Un coin perdu de la campagne française dans les années 30, un village tranquille comme tant d’autres, le paisible cours des choses… Mais une sourde menace flotte, un voile d’inquiétude hante les familles, depuis qu’une adolescente a disparu sans laisser de trace. Ce calme est à peine troublé par l’arrivée d’un personnage d’importance dans la France rurale d’alors : le Père Vincent, le nouveau prêtre qui vient de prendre en charge son ministère. Si l’on devine chez celui-ci un passé parfois lourd à porter, son intégration se passe sans heurt, et le voilà bientôt sympathisant avec l’une des figures marquantes du village, le vieux docteur Jarowski. Le médecin, mécréant convaincu et misanthrope patenté, et le religieux, profondément humaniste, vont nouer une relation faite de joutes verbales et d’admiration réciproque.
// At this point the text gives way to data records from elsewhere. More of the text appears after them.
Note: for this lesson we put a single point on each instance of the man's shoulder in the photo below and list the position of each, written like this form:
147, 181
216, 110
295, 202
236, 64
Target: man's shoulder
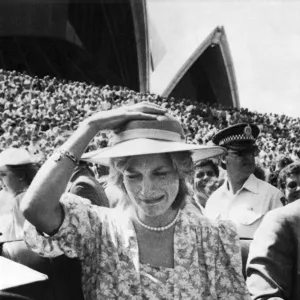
267, 187
288, 212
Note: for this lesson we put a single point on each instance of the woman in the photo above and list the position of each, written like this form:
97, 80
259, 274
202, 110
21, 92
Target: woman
16, 173
153, 246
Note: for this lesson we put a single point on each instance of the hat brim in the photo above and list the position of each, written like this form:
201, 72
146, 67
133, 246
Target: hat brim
150, 146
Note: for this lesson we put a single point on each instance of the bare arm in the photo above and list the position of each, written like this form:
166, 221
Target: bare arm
40, 204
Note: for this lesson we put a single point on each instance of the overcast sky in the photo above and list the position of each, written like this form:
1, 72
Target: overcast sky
264, 39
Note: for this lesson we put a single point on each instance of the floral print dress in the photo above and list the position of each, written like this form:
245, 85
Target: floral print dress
207, 259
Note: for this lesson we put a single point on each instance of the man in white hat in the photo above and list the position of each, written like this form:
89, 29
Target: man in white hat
243, 198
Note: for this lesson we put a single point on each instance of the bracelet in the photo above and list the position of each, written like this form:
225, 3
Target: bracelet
60, 153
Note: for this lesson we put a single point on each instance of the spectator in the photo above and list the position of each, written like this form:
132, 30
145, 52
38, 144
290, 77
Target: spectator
274, 257
289, 181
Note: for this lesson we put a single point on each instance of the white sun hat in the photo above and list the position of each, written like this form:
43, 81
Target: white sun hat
14, 157
140, 137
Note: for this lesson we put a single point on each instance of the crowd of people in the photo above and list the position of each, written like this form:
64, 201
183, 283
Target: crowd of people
152, 157
39, 113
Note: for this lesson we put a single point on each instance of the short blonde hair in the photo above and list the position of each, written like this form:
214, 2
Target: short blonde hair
182, 163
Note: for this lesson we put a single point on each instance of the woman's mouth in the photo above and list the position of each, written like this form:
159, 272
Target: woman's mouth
153, 201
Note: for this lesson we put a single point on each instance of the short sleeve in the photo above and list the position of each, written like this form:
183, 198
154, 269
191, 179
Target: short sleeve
229, 263
75, 237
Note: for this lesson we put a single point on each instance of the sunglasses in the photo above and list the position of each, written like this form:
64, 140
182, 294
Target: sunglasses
242, 153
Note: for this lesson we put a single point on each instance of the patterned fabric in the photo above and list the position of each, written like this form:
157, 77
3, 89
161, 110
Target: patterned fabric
207, 259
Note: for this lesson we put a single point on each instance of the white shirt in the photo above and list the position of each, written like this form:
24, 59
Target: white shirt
247, 207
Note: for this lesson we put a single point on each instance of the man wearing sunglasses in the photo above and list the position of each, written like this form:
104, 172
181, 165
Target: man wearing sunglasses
205, 182
243, 198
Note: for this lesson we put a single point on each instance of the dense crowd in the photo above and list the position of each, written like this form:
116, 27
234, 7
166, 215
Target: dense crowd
39, 113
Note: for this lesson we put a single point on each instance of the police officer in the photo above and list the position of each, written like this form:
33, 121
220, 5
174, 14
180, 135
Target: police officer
243, 198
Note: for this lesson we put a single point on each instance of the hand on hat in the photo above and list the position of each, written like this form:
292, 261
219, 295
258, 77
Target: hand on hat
112, 119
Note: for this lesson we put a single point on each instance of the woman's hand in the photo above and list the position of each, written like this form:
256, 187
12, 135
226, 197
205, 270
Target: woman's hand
112, 119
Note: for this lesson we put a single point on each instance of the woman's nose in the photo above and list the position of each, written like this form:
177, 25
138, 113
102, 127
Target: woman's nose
147, 186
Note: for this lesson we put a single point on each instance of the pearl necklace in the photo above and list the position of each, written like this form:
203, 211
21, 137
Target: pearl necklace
158, 228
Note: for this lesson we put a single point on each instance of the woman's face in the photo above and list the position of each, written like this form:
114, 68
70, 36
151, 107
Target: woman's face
10, 182
151, 183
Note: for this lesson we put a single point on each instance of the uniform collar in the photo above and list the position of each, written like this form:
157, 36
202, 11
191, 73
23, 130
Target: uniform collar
250, 184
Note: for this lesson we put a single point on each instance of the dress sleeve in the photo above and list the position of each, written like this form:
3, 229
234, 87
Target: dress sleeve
229, 278
81, 222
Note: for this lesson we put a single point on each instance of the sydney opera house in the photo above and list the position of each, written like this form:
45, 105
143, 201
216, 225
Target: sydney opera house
116, 43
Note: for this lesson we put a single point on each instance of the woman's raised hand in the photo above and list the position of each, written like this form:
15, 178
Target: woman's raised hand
112, 119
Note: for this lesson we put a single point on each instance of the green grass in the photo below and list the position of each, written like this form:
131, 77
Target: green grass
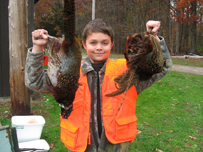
170, 115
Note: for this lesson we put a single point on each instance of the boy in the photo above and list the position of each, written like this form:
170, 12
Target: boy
88, 127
Mais bientôt, l'abbé est appelé en urgence au chevet du vieux notable. Celui-ci sent venir sa fin et désire soulager sa conscience d’un poids insupportable. Cette scène de la confession est en tous points remarquable, l’intensité dramatique grandissante est gravée dans cette succession de gros plans, sur les visages, sur les regards, et soutenue par le contraste violent du couvre lit rouge – rouge sang, bien sûr - avec les tons blafards des murs de la chambre et des visages. La révélation du médecin est si inattendue que le curé peine à croire à sa véracité. Pourtant, lorsque contre toute attente, le mourant recouvre la santé, notre prêtre devra affronter le regard insondable du docteur, ses propres démons intérieurs, sa conscience tourmentée par le secret dont il est dépositaire, autant de combats dont il serait sorti vainqueur sans l’arrivée de la belle, de la douce, de la lumineuse Clara, qui va bouleverser ce fragile ordre établi.
Sans être d’une originalité folle, l’intrigue est bien dosée, l’enchainement des scènes fluide, le suspense habilement ménagé. Mais ce qui distingue avant tout Le curé, c’est la manière de De Metter, sa matière pourrait-on dire : il multiplie les coups de pinceaux, les couches de peinture, le crayonné sous-jacent n’apparaissant qu’en de rares occasions, pour un résultat éblouissant, faisant de l’auteur l’un des plus brillants praticiens de la couleur directe.
Cette réédition en intégrale est une bonne occasion de découvrir cette œuvre de jeunesse de De Metter, dont le style si particulier était déjà parfaitement maitrisé et abouti, ou de faire une petite promenade agreste dans la France de 1935 au côté de ce héros à l’âme tourmentée mais profondément humain.